Scientists at Imperial College London developed CardioKG, an AI tool that identifies genes linked to heart disease and accelerates drug discovery by combining heart imaging data from the UK Biobank with large medical databases. Cardiovascular diseases cause 1.7 million deaths annually in the European Union.
Cardiovascular diseases rank as the leading cause of death and disability across the European Union, according to the Organisation for Economic Co-operation and Development. These conditions affect 62 million people in the region. The new study introduces CardioKG as a response to this burden, enabling more precise identification of potential treatments.
CardioKG relies on heart imaging data collected from thousands of participants in the UK Biobank. This dataset encompasses patients diagnosed with atrial fibrillation, heart failure, and heart attacks, alongside healthy volunteers. Researchers utilized these detailed scans to link structural heart information with genetic and pharmacological data.
The tool employs knowledge graphs, which connect disparate elements of medical information. “One of the advantages of knowledge graphs is that they integrate information about genes, drugs and diseases,” said Declan O’Regan, group leader of the Computational Cardiac Imaging Group at the MRC Laboratory of Medical Sciences, Imperial College London. This integration allows for predictions on which medicines could address specific heart conditions with greater accuracy.
Researchers indicate that the methodology supports personalized care by aligning treatments with an individual’s heart function patterns derived from imaging. The approach extends beyond heart disease, as the imaging-based knowledge graph can adapt to other medical imaging applications, such as those for brain disorders and obesity.
Incorporating heart imaging data into the knowledge graph enhanced the detection of novel genes and drugs. “This means you have more power to make discoveries about new therapies. We found that including heart imaging in the graph transformed how well new genes and drugs could be identified,” said O’Regan.

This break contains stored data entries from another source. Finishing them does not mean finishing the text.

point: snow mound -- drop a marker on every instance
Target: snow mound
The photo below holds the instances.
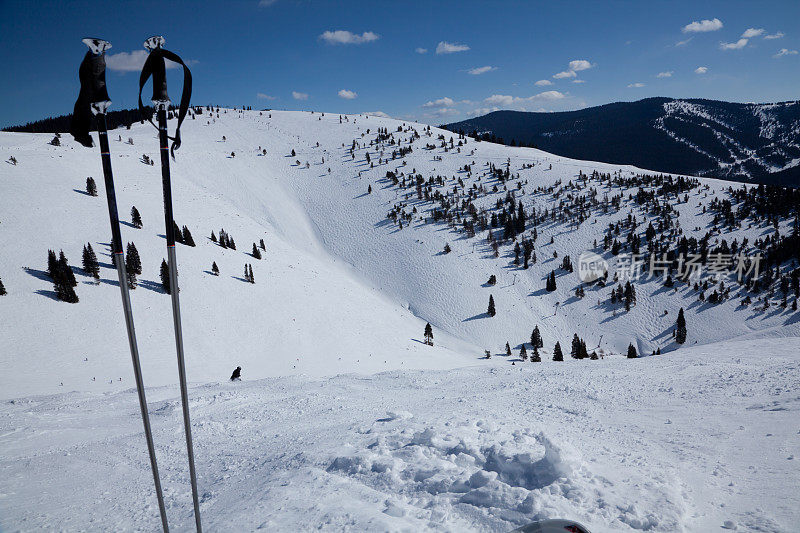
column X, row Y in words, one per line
column 456, row 471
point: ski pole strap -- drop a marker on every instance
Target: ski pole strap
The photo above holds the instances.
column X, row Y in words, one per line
column 92, row 74
column 154, row 66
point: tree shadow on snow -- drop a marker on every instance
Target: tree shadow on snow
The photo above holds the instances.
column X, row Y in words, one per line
column 151, row 286
column 49, row 294
column 38, row 274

The analysis identified methotrexate, a drug commonly prescribed for rheumatoid arthritis, as a candidate for treating heart failure patients. Gliptins, a class of medications used for diabetes management, emerged as potentially beneficial for individuals with atrial fibrillation.

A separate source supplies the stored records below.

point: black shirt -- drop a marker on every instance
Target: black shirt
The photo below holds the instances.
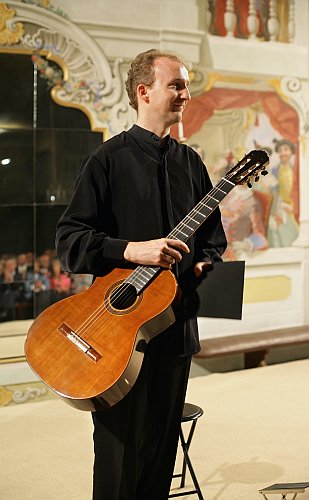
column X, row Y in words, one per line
column 137, row 187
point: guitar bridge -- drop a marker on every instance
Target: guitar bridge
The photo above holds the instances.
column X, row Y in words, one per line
column 79, row 342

Additional findings pointed to a possible protective effect of caffeine in certain patients with atrial fibrillation. Researchers emphasized that this observation does not justify alterations to caffeine consumption habits.
Future developments will evolve CardioKG into a dynamic, patient-centered framework. “Building on this work, we will extend the knowledge graph into a dynamic, patient‑centred framework that captures real disease trajectories,” said Khaled Rjoob, the first author of the study and a data science researcher at Imperial College London. This extension aims to facilitate personalized treatment options and predictions of disease onset.